The next level of big data is about incentivising ‘appropriate’ activities, Shutterstock.com
Enabled by exponential technological advancements in data storage, transmission and analysis, the drive to “datify” our lives is creating an ultra-transparent world where we are never free from being under surveillance.
Increasing aspects of our lives are now recorded as digital data that are systematically stored, aggregated, analysed, and sold. Despite the promise of big data to improve our lives, all encompassing data surveillance constitutes a new form of power that poses a risk not only to our privacy, but to our free will.
Data surveillance started out with online behaviour tracking designed to help marketers customise their messages and offerings. Driven by companies aiming to provide personalised product, service and content recommendations, data were utilised to generate value for customers.
But data surveillance has become increasingly invasive and its scope has broadened with the proliferation of the internet-of-things and embedded computing. The former expands surveillance to our homes, cars, and daily activities by harvesting data from smart and mobile devices. The latter extends surveillance and places it inside our bodies where biometric data can be collected.
Two characteristics of data surveillance enable its expansion.
Data are used to track and circumscribe people’s behaviour across space and time dimensions. An example of space-based tracking is geo-marketing. With access to real-time physical location data, marketers can send tailored ads to consumers’ mobile devices to prompt them to visit stores in their vicinity. To maximise their effectiveness, marketers can tailor the content and timing of ads based on consumers’ past and current location behaviours, sometimes without consumers’ consent.
Location data from GPS or street maps can only approximate a person’s location.

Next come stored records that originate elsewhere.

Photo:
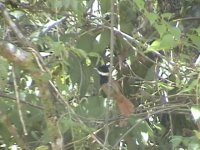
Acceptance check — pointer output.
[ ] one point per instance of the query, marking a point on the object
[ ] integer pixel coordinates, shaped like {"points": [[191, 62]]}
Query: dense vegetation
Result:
{"points": [[50, 95]]}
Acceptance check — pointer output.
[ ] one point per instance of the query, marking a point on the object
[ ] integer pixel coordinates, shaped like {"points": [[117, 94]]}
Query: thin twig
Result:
{"points": [[18, 102]]}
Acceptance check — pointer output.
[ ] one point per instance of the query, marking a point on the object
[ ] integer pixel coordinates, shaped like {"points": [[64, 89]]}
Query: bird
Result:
{"points": [[113, 90]]}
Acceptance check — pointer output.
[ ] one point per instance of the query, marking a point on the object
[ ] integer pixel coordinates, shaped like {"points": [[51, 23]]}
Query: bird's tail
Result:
{"points": [[125, 106]]}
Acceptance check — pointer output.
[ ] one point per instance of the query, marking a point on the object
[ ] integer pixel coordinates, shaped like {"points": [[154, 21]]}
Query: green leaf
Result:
{"points": [[190, 87], [140, 4], [195, 110], [105, 6], [86, 42], [104, 41], [92, 107], [162, 29], [195, 40], [166, 43], [176, 141], [152, 17], [4, 73]]}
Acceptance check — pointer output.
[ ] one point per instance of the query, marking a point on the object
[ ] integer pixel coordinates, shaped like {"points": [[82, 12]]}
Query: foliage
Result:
{"points": [[156, 60]]}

But with recent technology, marketers can accurately determine whether a consumer has been inside a store or merely passed by it. This way they can check whether serving ads has resulted in a store visit, and refine subsequent ads.
Health applications track and structure people’s time. They allow users to plan daily activities, schedule workouts, and monitor their progress. Some applications enable users to plan their caloric intake over time. Other applications let users track their sleep pattern.

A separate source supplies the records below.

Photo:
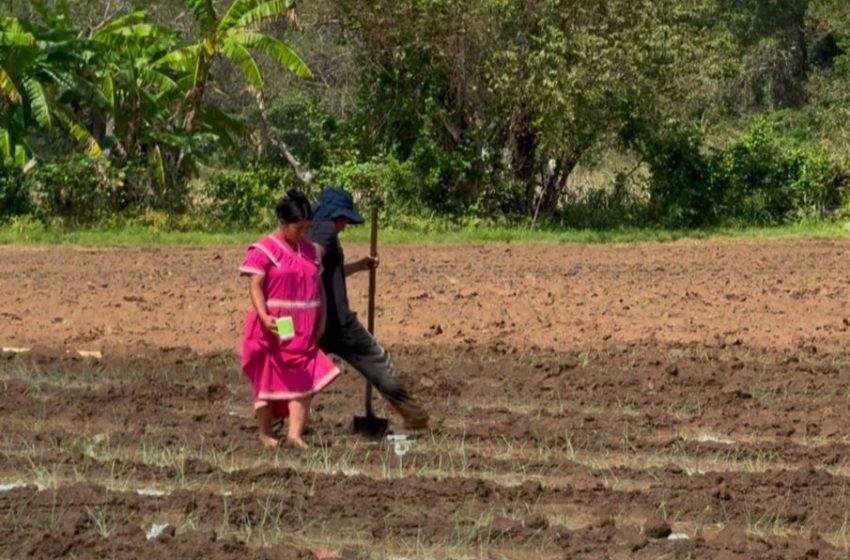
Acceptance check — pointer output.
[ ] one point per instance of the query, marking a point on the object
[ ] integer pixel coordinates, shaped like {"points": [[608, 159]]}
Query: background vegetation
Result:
{"points": [[196, 114]]}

While users can set their initial health goals, many applications rely on the initial information to structure a progress plan that includes recommended rest times, workout load, caloric intake, and sleep. Applications can send users notifications to ensure compliance with the plan: a reminder that a workout is overdue; a warning that a caloric limit is reached; or a positive reinforcement when a goal has been reached. Despite the sensitive nature of these data, it is not uncommon that they are sold to third parties.
It’s opaque and distributed
Our digital traces are collected by multiple governmental and business entities which engage in data exchange through markets whose structure is mostly hidden from people.

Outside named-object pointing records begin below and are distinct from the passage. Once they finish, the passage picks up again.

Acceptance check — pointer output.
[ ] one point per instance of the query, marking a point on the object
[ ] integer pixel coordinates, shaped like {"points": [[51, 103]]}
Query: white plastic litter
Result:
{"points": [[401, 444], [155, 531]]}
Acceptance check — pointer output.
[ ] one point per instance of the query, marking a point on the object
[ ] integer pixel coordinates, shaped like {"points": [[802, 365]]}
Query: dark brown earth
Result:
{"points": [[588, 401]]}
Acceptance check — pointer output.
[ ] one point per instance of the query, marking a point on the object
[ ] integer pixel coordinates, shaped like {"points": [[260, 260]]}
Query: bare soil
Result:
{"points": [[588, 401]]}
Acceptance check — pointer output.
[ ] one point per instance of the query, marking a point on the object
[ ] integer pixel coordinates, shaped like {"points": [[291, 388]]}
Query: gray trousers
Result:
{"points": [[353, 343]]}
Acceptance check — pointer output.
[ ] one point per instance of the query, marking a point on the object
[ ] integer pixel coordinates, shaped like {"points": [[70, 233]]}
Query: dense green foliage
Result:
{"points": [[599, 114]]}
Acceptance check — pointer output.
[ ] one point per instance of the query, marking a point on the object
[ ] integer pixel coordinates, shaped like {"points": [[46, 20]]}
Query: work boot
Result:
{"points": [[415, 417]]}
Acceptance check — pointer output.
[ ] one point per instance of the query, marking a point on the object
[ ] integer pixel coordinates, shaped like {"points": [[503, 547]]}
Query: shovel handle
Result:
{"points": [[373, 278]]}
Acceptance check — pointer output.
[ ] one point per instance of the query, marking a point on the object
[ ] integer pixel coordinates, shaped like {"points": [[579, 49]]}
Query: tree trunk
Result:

Data are typically classified into three categories: first-party, which companies gather directly from their customers through their website, app, or customer-relationship-management system; second-party, which is another company’s first-party data and is acquired directly from it, and; third-party, which is collected, aggregated, and sold by specialised data vendors.
Despite the size of this market, how data are exchanged through it remains unknown to most people (how many of us know who can see our Facebook likes, Google searches, or Uber rides, and what they use these data for?).
Some data surveillance applications go beyond recording to predicting behavioural trends.
Predictive analytics are used in healthcare, public policy, and management to render organisations and people more productive. Growing in popularity, these practices have raised serious ethical concerns around social inequality, social discrimination, and privacy. They have also sparked a debate about what predictive big data can be used for.
It’s nudging us
A more worrying trend is the use of big data to manipulate human behaviour at scale by incentivising “appropriate” activities, and penalising “inappropriate” activities. In recent years, governments in the UK, US, and Australia have been experimenting with attempts to “correct” the behaviour of their citizens through “nudge units”.
With the application of big data, the scope of such efforts can be greatly extended. For instance, based on data acquired (directly or indirectly) from your favourite health app, your insurance company could raise your rates if it determined your lifestyle to be unhealthy. Based on the same data, your bank could classify you as a “high-risk customer” and charge you a higher interest on your loan.
By signalling “appropriate behaviours” companies and governments aim to shape our behaviour. As the scope of data surveillance increases, more of our behaviours will be evaluated and “corrected” and this disciplinary drive will become increasingly inescapable.
With this disciplinary drive becoming routine, there is a danger we will start to accept it as the norm, and pattern our own behaviour to comply with external expectations, to the detriment of our free will.
The “datafication” of our lives is an undeniable trend which is impacting all of us. However, its societal consequences are not predetermined. We need to have an open discussion about its nature and implications, and about the kind of society we want to live in.